Dear Dr. D',
What do I tell my department when they would like to change the ratios?
It’s easy for teachers to want to customize the ratios for specific assignments, but please do not do that because it negatively affects the outcome and confuses the students. Trust me on this. Instead, make your intentions clear about the assignment clear by giving the kids clear expectations and assigning value to those expectations. For example,
for an assignment with a (1:2+) or a (2+:1 ) ratio,
Send the students a clear message about your expectations regarding the number of sentences – something like this --
- 2 simple sentences = highest score is a C
- 3 simple sentences = highest score is a B
- 4 or more simple sentences = highest score is an A
More importantly, when they learn “types of sentences,” provide a scoring guide that assesses their learning of sentence types:
- Simple only sentences = highest score is a C
- A combination of 2 or more simple, compound, or complex sentences = highest score is a B
- A combination of 1 or more simple, compound, or complex sentence combined with 1 or more compound-complex sentences = highest score is an A
Finally, adding “chunks” is also a way to “get more” from those noggins . . .
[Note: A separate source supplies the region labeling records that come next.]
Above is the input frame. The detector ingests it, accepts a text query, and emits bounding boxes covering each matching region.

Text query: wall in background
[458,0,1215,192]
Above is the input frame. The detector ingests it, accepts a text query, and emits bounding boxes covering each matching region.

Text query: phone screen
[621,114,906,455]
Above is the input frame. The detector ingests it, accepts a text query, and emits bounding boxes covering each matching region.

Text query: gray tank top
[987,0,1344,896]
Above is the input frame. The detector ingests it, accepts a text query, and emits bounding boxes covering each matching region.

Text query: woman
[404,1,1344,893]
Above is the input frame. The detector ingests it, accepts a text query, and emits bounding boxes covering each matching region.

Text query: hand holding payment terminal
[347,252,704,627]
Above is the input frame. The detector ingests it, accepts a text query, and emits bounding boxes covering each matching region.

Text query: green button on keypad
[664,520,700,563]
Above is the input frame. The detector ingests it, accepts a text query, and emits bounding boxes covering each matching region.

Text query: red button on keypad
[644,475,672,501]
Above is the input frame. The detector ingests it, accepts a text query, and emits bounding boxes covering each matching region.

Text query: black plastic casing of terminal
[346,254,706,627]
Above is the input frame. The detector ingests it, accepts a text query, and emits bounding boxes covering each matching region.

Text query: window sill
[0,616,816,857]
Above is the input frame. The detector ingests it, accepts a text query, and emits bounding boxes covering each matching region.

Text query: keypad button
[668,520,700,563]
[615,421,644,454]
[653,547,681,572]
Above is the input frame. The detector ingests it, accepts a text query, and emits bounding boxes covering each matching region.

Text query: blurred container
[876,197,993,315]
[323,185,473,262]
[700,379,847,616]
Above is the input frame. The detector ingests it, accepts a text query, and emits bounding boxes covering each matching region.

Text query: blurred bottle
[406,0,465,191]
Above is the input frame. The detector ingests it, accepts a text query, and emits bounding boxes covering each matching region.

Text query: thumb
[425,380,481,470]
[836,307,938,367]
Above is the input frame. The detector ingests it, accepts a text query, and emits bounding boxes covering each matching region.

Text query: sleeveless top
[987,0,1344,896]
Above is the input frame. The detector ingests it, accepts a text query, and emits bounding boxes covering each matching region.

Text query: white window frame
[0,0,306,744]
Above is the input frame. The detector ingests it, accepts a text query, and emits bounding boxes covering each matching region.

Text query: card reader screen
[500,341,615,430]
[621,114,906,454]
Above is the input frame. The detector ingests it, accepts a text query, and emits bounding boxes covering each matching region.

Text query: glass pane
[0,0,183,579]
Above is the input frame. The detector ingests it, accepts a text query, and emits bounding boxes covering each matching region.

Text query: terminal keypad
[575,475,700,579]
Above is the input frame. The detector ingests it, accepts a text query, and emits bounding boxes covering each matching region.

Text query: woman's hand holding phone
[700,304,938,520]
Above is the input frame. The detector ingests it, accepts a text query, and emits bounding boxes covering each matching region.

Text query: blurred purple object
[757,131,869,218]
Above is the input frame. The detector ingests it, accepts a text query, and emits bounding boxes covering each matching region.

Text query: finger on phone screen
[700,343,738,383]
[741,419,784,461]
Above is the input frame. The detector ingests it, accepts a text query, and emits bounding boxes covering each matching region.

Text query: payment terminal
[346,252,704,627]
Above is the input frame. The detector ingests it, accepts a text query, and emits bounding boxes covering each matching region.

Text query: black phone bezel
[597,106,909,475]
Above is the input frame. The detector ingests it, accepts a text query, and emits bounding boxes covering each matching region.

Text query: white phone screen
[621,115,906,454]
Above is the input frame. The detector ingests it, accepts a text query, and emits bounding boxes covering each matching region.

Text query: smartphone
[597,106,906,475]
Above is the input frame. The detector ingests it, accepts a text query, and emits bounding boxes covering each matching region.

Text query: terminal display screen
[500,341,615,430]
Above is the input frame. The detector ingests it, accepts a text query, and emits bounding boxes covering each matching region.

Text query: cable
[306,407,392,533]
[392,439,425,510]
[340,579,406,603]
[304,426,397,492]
Of course, the writing scores are also contingent on the content of their sentences, not simply the number or the types of sentences, and that’s why you stipulate “highest score.” But the “types of sentences” option truly increases the sophistication of the writing, even without weaving.
In English Language Arts (ELA) classes, teach the sentence types to the class as a whole and make the above grading stipulations as a formative assessment. The “Shaping Sheet” is the great organizer to grade for “types,” provide one-on-one conferences for relearning, and for demonstrating student models of great sentences before they go to their final drafts. Then, after they have practiced with “types,” add the weaving technique for those individual students who are ready. This works well!